10 plays from the past 10 years that stand out - for a variety of reasons (not necessarily overly worthy ones)
Here is a snapshot of my favourite theatre from the past 10 years. I say 'favourite', I've tried not to overthink it, these are simply the plays that stand out most in my memory, the ones I talk about if people ask.
The list is not about plays that broke new ground or changed the theatre landscape - there are plenty of those lists around already - rather these plays just had something in them that I remember fondly.
To say that it has been tough narrowing it down to 10 is an understatement but I get another go next year because my blog is 10 in April. (There, I spoilt the surprise.)
In no particular order (the links are through to my reviews):
This is a play that gets talked about in 'theatre circles' a lot. It had a uniformly standout cast and I can still remember Nancy Carroll's snot crying.

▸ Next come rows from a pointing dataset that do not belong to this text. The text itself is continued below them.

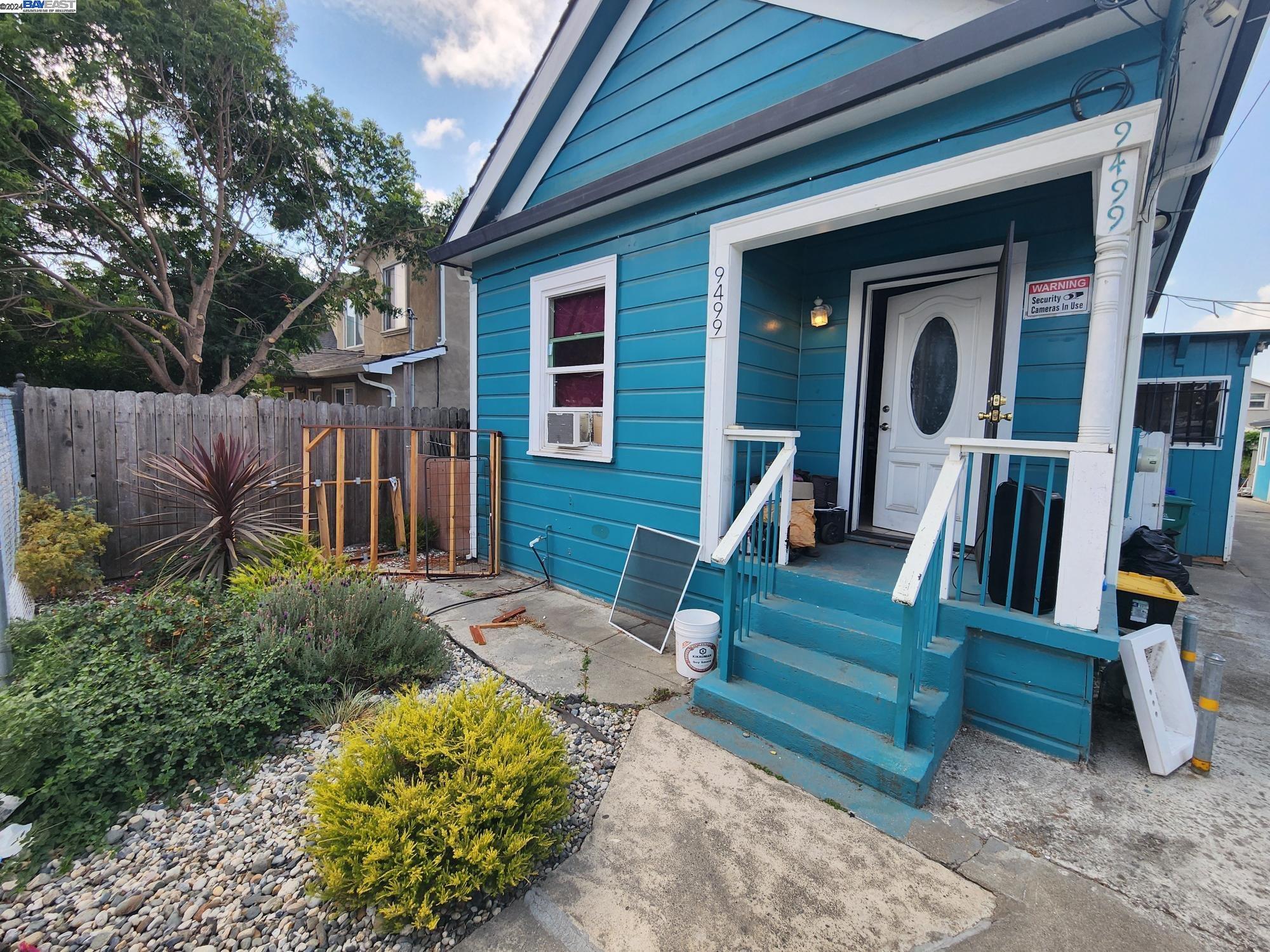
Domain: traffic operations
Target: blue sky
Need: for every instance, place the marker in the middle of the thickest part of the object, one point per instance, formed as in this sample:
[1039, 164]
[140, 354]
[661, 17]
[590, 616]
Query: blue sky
[445, 74]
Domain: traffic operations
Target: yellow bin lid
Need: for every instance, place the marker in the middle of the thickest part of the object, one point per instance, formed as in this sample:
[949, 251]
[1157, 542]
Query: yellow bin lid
[1150, 586]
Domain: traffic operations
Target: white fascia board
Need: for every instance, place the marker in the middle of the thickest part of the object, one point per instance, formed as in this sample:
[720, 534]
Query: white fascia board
[554, 62]
[1050, 46]
[920, 20]
[578, 103]
[391, 364]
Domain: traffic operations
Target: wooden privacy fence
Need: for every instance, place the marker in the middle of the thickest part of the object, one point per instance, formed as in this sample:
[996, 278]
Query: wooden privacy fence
[91, 444]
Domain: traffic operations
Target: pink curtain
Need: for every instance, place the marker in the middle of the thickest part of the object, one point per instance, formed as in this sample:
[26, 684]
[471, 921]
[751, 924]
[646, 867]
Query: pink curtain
[578, 314]
[580, 389]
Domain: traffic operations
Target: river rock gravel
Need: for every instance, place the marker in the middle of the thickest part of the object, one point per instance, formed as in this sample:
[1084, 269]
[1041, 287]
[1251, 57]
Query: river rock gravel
[229, 871]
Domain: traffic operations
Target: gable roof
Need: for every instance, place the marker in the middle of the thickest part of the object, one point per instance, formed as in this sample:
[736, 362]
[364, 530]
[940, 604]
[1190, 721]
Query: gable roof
[967, 55]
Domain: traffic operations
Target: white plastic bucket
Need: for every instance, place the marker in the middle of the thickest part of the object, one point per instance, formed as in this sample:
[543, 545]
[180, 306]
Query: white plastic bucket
[697, 642]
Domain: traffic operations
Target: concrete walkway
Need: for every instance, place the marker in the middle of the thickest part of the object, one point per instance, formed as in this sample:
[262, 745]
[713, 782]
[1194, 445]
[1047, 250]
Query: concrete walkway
[695, 850]
[566, 645]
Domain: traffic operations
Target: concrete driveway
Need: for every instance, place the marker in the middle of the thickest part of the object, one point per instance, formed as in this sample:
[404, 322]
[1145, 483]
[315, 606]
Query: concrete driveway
[1191, 850]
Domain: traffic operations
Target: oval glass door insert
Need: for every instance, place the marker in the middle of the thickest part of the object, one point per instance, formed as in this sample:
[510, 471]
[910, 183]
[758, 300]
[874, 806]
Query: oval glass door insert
[933, 376]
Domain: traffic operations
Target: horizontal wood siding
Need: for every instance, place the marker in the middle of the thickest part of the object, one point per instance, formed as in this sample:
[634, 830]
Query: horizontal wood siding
[1033, 695]
[662, 248]
[1203, 475]
[697, 65]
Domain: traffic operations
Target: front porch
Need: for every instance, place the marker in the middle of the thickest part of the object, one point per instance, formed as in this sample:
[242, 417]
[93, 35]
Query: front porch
[890, 347]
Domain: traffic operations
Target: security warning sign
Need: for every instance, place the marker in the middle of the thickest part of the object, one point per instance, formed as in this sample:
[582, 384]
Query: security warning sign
[1059, 296]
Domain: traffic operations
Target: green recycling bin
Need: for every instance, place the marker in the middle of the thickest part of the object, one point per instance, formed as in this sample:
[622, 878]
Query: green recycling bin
[1177, 515]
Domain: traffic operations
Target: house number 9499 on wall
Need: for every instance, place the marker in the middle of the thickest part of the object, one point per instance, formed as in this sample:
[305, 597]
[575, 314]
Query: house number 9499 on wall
[1117, 187]
[717, 322]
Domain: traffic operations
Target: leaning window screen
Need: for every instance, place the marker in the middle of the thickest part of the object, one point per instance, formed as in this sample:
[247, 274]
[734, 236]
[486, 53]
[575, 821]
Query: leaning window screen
[658, 571]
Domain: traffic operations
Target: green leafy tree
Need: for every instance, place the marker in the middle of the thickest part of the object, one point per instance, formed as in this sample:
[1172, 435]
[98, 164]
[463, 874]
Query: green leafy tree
[164, 175]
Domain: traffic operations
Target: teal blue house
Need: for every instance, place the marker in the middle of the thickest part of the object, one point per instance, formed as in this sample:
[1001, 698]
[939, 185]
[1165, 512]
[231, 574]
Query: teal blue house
[905, 247]
[1193, 388]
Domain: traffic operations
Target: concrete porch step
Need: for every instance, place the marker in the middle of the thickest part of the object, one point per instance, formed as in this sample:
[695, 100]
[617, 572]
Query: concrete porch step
[845, 635]
[841, 689]
[849, 748]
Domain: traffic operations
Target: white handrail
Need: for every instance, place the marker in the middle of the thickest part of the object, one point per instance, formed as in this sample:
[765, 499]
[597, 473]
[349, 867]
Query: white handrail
[782, 468]
[919, 562]
[1024, 447]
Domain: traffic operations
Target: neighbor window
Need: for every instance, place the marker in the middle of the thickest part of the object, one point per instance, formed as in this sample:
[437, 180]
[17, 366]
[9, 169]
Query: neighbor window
[572, 347]
[394, 290]
[1192, 412]
[354, 327]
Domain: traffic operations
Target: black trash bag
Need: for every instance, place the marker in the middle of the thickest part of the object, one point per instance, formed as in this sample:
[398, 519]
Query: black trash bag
[1151, 553]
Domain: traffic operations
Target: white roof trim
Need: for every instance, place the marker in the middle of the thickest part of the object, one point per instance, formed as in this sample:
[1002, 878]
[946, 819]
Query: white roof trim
[920, 20]
[567, 39]
[391, 364]
[586, 92]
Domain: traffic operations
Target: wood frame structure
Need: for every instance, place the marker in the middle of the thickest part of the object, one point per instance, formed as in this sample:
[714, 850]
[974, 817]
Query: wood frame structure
[316, 507]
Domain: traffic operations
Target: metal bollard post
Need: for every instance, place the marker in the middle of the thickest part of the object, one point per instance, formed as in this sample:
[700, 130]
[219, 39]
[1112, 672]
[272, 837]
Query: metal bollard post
[1206, 728]
[1191, 639]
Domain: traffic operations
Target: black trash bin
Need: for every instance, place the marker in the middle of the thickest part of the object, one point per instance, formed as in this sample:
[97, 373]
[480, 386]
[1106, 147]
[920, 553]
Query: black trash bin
[1032, 521]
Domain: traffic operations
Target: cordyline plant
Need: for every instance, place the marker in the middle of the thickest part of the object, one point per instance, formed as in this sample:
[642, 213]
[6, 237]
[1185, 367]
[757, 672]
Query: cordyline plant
[238, 516]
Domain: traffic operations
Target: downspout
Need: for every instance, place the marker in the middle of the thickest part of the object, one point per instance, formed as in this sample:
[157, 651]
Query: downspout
[1133, 352]
[382, 387]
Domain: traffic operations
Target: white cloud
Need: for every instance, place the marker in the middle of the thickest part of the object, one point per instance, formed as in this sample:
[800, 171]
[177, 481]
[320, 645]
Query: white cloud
[435, 133]
[477, 43]
[432, 195]
[477, 153]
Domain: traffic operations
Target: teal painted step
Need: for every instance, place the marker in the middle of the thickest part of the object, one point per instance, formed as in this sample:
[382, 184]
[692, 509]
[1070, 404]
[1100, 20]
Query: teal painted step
[849, 748]
[853, 638]
[825, 591]
[841, 689]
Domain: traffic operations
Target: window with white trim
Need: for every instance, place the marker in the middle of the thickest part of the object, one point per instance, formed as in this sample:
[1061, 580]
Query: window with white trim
[393, 279]
[1191, 411]
[573, 324]
[355, 328]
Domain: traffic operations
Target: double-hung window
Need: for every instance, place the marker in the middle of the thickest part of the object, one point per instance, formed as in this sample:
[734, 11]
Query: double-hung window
[572, 347]
[1192, 411]
[354, 328]
[393, 279]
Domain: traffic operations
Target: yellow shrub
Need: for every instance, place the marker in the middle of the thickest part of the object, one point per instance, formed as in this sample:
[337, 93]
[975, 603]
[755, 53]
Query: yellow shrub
[60, 548]
[436, 800]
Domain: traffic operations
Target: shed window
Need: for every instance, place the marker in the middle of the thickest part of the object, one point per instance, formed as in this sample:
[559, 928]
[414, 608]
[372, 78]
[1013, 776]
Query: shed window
[572, 334]
[1192, 412]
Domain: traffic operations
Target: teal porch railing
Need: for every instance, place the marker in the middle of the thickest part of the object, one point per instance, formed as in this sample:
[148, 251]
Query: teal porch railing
[1059, 581]
[758, 541]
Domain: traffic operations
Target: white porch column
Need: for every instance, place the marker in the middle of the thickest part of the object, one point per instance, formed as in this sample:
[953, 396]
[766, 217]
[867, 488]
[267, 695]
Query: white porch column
[1104, 360]
[1092, 477]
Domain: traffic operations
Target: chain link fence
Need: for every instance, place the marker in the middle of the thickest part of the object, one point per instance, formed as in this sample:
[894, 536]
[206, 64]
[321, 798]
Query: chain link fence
[15, 602]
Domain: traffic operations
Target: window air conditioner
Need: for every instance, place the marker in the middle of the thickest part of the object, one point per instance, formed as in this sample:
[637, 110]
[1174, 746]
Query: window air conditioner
[570, 430]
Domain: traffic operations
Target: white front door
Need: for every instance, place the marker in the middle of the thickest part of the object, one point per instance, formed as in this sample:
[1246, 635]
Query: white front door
[934, 384]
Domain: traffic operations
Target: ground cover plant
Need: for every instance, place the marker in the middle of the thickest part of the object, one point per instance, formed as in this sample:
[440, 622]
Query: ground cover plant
[60, 548]
[435, 800]
[350, 630]
[117, 701]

But it has a particularly special place in my memory for being the play which turned Benedict Cumberbatch into 'one to watch' for me.
I'd seen him plenty on TV but this catapulted him from jobbing actor to leading man potential in my eyes.
This was before Sherlock hit the screens and as a result, means I can smugly say 'well I've been a fan since before he played Holmes'.
2. Hamlet, Stratford and Hackney Empire
I've seen a lot of Hamlets, more than one a year, and while technically I did see Ben Whishaw's Hamlet for the first time in 2010, it was a recording rather than the live performance so it doesn't count.
Paapa Essiedu's Hamlet for the RSC was the first, since Whishaw's, where I really felt he was a student and acting his age, he was also the most likeable which made the play all the more tragic.
Setting the play in an African country and having Rosencrantz & Guildenstern as 2 of only 3 white characters was also genius because it put them out of their depth in so many more interesting ways.
When I saw it for the second time, in Hackney, a group of teenagers were so swept up in it they leapt up to dance at the end. I don't think there is higher praise than that really.
It's the play in which director Jamie Lloyd had James McAvoy unicycling around the stage wearing just his pants. Have no idea why that sticks out in my mind. Ahem.
The play was brilliantly bonkers too. Wish I could see it again.